Cutting AWS Costs Without Cutting Performance

Category: Cloud Published: March 28, 2026 Read time: 8 min

Every AWS audit we have run in the last two years has produced at least 30% in savings without any performance impact. The savings are not exotic. They come from applying a short list of boring optimizations consistently. Here they are.

Before you touch a single instance, get your visibility right. AWS Cost Explorer (free) and the Cost and Usage Report (CUR) loaded into Athena or QuickSight are the two tools we live in during the first week of any engagement. They tell you where the money actually goes — and the answer is rarely where the team thinks it is. In a typical mid-size account we find that three or four line items (EC2, RDS, NAT Gateway data processing, and S3 plus egress) account for roughly 80% of the bill. Optimize those first and the rest is noise. This discipline of measuring, attributing, then cutting is the core of FinOps, and it is exactly how our cloud and DevOps team approaches every account we inherit.

1. Right-size EC2 and RDS

The majority of EC2 and RDS instances we audit are running at under 15% CPU. Move them down one size and watch the bill drop. CloudWatch's Compute Optimizer gives you the recommendations for free.

The practical workflow looks like this:

Enable AWS Compute Optimizer and let it gather at least 14 days of metrics so recommendations reflect real peaks, not a quiet weekend.
For each over-provisioned instance, drop one size at a time (for example m5.2xlarge to m5.xlarge) rather than two — halving vCPU and RAM in one jump is how you cause an incident.
For RDS, look at the buffer cache hit ratio and provisioned IOPS before shrinking; a memory-bound database needs RAM more than vCPU, and moving from io1 to gp3 alone can cut storage cost 20% with the same throughput.
Schedule the change during a low-traffic window and watch p99 latency for 48 hours before declaring victory.

2. Move to Graviton where possible

Graviton (arm64) instances are typically 20% cheaper and often faster for common workloads. Most modern Node.js, Python, and Java services run on Graviton without any code change.

3. Savings Plans and Reserved Instances

If you have any steady baseline usage, a 1-year Compute Savings Plan at no upfront saves 25–30% immediately. This is the single highest-leverage action in any audit.
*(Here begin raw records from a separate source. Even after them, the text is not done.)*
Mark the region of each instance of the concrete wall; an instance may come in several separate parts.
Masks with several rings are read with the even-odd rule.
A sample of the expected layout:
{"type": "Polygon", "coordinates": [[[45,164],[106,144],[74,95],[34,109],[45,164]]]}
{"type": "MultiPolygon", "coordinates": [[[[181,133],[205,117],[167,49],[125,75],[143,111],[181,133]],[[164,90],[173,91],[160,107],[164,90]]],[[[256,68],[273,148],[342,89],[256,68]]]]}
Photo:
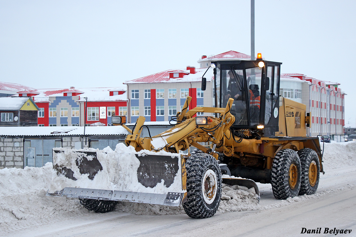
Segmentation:
{"type": "MultiPolygon", "coordinates": [[[[25,138],[31,140],[33,138],[25,138]]],[[[61,138],[42,139],[58,140],[61,138]]],[[[80,137],[63,137],[61,138],[62,146],[67,149],[80,149],[89,147],[89,142],[85,143],[85,139],[82,141],[80,137]]],[[[23,168],[24,167],[23,141],[23,138],[0,137],[0,169],[5,168],[23,168]]],[[[59,141],[60,142],[60,141],[59,141]]]]}
{"type": "Polygon", "coordinates": [[[0,169],[23,168],[22,138],[0,137],[0,169]]]}

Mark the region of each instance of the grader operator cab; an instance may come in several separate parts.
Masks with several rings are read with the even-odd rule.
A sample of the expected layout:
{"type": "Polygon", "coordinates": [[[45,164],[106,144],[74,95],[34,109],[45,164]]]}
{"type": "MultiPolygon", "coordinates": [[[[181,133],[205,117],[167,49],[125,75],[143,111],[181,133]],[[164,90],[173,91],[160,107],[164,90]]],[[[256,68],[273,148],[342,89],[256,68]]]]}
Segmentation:
{"type": "Polygon", "coordinates": [[[255,182],[271,183],[278,199],[315,193],[323,172],[319,140],[306,137],[305,106],[279,96],[281,64],[261,56],[213,62],[215,108],[187,111],[188,96],[176,124],[158,135],[140,136],[143,117],[132,130],[125,117],[113,117],[129,134],[115,151],[53,149],[57,175],[48,195],[78,198],[98,212],[118,201],[182,204],[202,218],[216,212],[222,183],[253,188],[257,195],[255,182]],[[192,146],[188,155],[180,153],[192,146]]]}

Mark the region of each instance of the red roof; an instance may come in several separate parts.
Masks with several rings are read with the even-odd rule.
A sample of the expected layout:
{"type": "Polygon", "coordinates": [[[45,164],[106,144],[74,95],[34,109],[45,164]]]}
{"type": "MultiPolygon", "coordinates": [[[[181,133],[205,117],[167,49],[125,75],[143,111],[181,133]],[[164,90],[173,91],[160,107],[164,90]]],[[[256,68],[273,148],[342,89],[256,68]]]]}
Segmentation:
{"type": "Polygon", "coordinates": [[[251,59],[251,56],[250,55],[245,54],[242,53],[239,53],[236,51],[231,50],[222,54],[215,55],[211,57],[209,57],[211,58],[219,58],[219,59],[227,59],[231,58],[231,59],[238,59],[241,58],[251,59]]]}
{"type": "Polygon", "coordinates": [[[0,82],[0,90],[17,92],[20,91],[34,89],[35,88],[32,88],[29,86],[26,86],[16,83],[10,83],[10,82],[0,82]]]}
{"type": "Polygon", "coordinates": [[[38,95],[40,94],[40,92],[37,92],[37,90],[27,90],[26,91],[19,91],[17,92],[17,93],[19,94],[35,94],[36,95],[38,95]]]}
{"type": "Polygon", "coordinates": [[[63,92],[68,91],[68,89],[62,89],[62,90],[57,90],[55,91],[47,91],[43,92],[43,93],[46,96],[48,96],[54,94],[60,94],[63,93],[63,92]]]}
{"type": "MultiPolygon", "coordinates": [[[[189,73],[184,70],[170,69],[160,72],[152,74],[149,76],[144,76],[140,78],[124,82],[124,84],[131,84],[135,83],[169,83],[170,82],[197,82],[201,81],[201,76],[206,71],[206,68],[198,68],[195,70],[195,73],[189,73]],[[184,75],[183,77],[170,78],[169,74],[178,72],[183,73],[184,75]]],[[[213,70],[208,71],[206,75],[207,80],[210,81],[213,77],[213,70]]]]}
{"type": "MultiPolygon", "coordinates": [[[[173,71],[169,70],[163,72],[152,74],[149,76],[144,76],[140,78],[137,78],[132,81],[130,82],[161,82],[168,81],[169,80],[169,72],[173,71]]],[[[126,82],[125,82],[126,83],[126,82]]]]}
{"type": "Polygon", "coordinates": [[[68,89],[67,90],[65,90],[63,92],[65,93],[68,93],[72,92],[72,93],[82,93],[82,94],[84,93],[84,92],[83,92],[83,91],[79,91],[79,90],[76,90],[75,89],[68,89]]]}

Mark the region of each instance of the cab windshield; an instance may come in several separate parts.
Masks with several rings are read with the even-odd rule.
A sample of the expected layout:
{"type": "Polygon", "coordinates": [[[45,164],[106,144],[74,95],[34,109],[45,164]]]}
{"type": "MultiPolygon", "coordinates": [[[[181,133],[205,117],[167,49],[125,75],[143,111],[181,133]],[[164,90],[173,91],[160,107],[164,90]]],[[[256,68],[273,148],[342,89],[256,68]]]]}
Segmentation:
{"type": "Polygon", "coordinates": [[[229,98],[232,98],[230,112],[235,117],[234,125],[257,125],[260,122],[261,71],[258,68],[245,71],[231,68],[216,70],[218,107],[225,107],[229,98]]]}

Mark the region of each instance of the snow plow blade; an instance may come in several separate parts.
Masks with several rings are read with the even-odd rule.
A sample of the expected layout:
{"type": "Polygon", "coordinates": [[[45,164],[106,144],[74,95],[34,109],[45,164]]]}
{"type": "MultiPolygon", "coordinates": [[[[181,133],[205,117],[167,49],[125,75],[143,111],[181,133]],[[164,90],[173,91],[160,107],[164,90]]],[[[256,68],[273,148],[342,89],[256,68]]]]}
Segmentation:
{"type": "Polygon", "coordinates": [[[171,206],[184,202],[182,156],[132,148],[122,144],[115,151],[54,148],[47,195],[171,206]]]}
{"type": "Polygon", "coordinates": [[[256,194],[258,195],[258,200],[260,200],[260,190],[258,189],[258,187],[253,180],[231,177],[225,178],[223,176],[222,183],[231,185],[244,186],[249,189],[253,188],[256,194]]]}

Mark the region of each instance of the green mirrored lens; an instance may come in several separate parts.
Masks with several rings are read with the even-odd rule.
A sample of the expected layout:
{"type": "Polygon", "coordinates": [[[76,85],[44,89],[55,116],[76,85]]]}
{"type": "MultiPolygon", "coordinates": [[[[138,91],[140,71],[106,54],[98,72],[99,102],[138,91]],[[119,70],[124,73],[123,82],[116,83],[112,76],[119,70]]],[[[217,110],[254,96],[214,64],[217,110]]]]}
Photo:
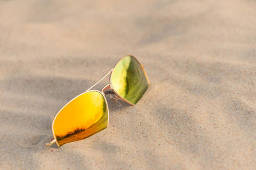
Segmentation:
{"type": "Polygon", "coordinates": [[[116,64],[110,81],[119,96],[134,104],[141,98],[148,86],[146,73],[132,56],[126,56],[116,64]]]}
{"type": "Polygon", "coordinates": [[[72,100],[58,113],[53,132],[59,146],[88,138],[108,126],[108,110],[98,91],[84,93],[72,100]]]}

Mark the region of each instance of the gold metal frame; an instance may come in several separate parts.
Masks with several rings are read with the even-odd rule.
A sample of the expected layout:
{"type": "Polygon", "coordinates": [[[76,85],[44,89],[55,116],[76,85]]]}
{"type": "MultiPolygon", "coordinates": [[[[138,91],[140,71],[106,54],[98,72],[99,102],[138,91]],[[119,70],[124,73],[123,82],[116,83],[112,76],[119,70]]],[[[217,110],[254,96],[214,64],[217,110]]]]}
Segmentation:
{"type": "Polygon", "coordinates": [[[98,80],[94,85],[93,85],[91,87],[90,87],[88,89],[87,89],[84,92],[83,92],[83,93],[82,93],[82,94],[78,95],[77,96],[73,98],[72,100],[70,100],[68,103],[67,103],[65,105],[64,105],[64,106],[63,106],[63,107],[61,108],[61,109],[60,109],[60,111],[55,115],[54,118],[53,120],[52,120],[52,132],[53,138],[52,139],[52,140],[51,140],[50,142],[49,142],[49,143],[47,143],[46,144],[46,146],[50,146],[51,145],[53,145],[54,143],[56,143],[56,145],[57,145],[57,146],[58,146],[58,147],[60,147],[60,145],[59,145],[58,143],[57,139],[56,139],[55,138],[55,137],[54,137],[54,136],[54,136],[54,131],[53,131],[53,124],[54,124],[54,123],[55,118],[56,118],[57,115],[58,115],[59,114],[59,113],[62,110],[63,108],[65,108],[67,104],[68,104],[72,101],[73,101],[74,99],[75,99],[76,98],[77,98],[77,97],[80,96],[82,95],[82,94],[84,94],[87,93],[87,92],[93,92],[93,91],[95,91],[95,92],[99,92],[99,93],[100,93],[100,94],[103,96],[103,97],[104,97],[104,99],[105,99],[105,101],[106,101],[106,105],[107,105],[107,108],[108,108],[108,125],[107,125],[107,127],[108,127],[108,124],[109,124],[109,109],[108,109],[108,101],[107,101],[107,99],[106,99],[106,96],[105,96],[106,94],[105,94],[105,93],[104,93],[107,90],[108,90],[109,89],[110,89],[110,90],[112,90],[112,91],[114,92],[114,94],[115,94],[115,97],[116,97],[116,98],[117,99],[120,99],[120,100],[122,100],[122,101],[125,101],[125,102],[127,103],[128,104],[131,104],[131,105],[132,105],[132,106],[134,106],[134,105],[133,103],[129,102],[129,101],[127,101],[127,99],[124,99],[124,97],[122,97],[121,96],[120,96],[120,95],[114,90],[114,89],[113,88],[113,85],[112,85],[112,83],[111,83],[111,77],[112,77],[112,74],[113,74],[113,71],[115,69],[115,67],[116,67],[116,66],[117,66],[117,64],[118,64],[118,62],[119,62],[120,60],[122,60],[124,57],[127,57],[127,56],[132,57],[134,58],[134,59],[137,60],[137,62],[140,64],[140,65],[141,66],[141,68],[142,68],[142,69],[143,69],[143,72],[144,72],[144,74],[145,74],[145,76],[146,76],[147,80],[147,81],[148,81],[148,85],[149,85],[149,80],[148,80],[148,76],[147,76],[147,74],[146,74],[146,72],[145,72],[145,70],[144,70],[143,66],[142,64],[140,64],[140,62],[139,62],[139,60],[138,60],[135,57],[134,57],[134,56],[132,56],[132,55],[125,55],[125,56],[122,57],[122,58],[115,64],[115,66],[114,66],[106,75],[104,75],[102,78],[101,78],[99,80],[98,80]],[[100,82],[102,80],[104,80],[106,77],[107,77],[107,76],[108,76],[108,75],[109,75],[109,74],[110,74],[110,76],[109,76],[109,83],[107,84],[100,91],[97,90],[91,90],[92,88],[93,88],[95,85],[97,85],[99,82],[100,82]]]}

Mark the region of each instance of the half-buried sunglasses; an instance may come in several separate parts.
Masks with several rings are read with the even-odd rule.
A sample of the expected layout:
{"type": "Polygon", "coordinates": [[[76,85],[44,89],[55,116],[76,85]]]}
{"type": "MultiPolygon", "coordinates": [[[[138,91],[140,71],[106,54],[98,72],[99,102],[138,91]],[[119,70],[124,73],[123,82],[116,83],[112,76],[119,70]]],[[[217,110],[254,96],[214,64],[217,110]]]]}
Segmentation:
{"type": "Polygon", "coordinates": [[[143,66],[133,56],[122,58],[114,67],[85,92],[79,95],[55,115],[52,124],[53,138],[46,146],[58,146],[85,139],[108,125],[109,110],[105,95],[134,105],[149,84],[143,66]],[[110,74],[109,83],[101,91],[91,90],[110,74]]]}

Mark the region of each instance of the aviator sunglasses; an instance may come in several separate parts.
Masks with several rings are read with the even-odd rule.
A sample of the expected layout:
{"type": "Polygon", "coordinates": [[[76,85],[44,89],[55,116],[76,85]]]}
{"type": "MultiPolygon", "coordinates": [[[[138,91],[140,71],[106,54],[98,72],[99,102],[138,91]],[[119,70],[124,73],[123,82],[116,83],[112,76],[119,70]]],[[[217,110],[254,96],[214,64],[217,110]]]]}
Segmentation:
{"type": "Polygon", "coordinates": [[[52,124],[52,139],[58,147],[85,139],[106,128],[109,110],[105,95],[113,94],[115,99],[134,105],[141,98],[149,81],[143,66],[133,56],[122,58],[109,73],[66,104],[55,115],[52,124]],[[91,90],[110,74],[109,84],[101,91],[91,90]]]}

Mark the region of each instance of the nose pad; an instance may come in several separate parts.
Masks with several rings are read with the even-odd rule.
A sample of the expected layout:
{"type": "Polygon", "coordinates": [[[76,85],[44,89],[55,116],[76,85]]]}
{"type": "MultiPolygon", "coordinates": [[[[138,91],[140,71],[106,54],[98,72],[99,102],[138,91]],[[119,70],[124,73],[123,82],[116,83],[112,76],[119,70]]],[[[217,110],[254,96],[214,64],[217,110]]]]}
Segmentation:
{"type": "Polygon", "coordinates": [[[109,97],[113,99],[113,101],[117,104],[117,105],[119,107],[122,106],[122,104],[118,101],[118,99],[120,99],[118,96],[116,96],[116,95],[113,94],[113,95],[111,95],[109,96],[109,97]]]}

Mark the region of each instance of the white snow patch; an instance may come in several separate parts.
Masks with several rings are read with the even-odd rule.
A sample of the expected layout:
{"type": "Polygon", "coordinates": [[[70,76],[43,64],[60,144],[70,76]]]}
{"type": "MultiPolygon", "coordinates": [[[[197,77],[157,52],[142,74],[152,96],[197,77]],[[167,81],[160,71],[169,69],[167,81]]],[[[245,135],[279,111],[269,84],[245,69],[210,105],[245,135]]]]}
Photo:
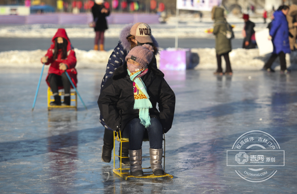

The mental model that keeps teams out of trouble: treat your usage as a layer cake. The bottom layer is the steady baseline that runs 24/7 every month — commit that to Savings Plans or Reserved Instances. The middle layer is predictable daytime or business-hours load — cover part of it, but stay conservative. The top layer is spiky, seasonal, or experimental capacity — leave that on on-demand or Spot. A useful rule of thumb is to commit to roughly 70–80% of your trailing baseline, never 100%, so a workload migration or a deprecated service never leaves you paying for a commitment you no longer use.

Compute Savings Plans — flexible across EC2, Fargate, and Lambda, and across instance family and Region. This is our default for almost everyone.
EC2 Instance Savings Plans — a slightly deeper discount in exchange for locking to a family in a Region.
Reserved Instances — still the right tool for RDS, ElastiCache, OpenSearch, and Redshift, which Savings Plans do not cover.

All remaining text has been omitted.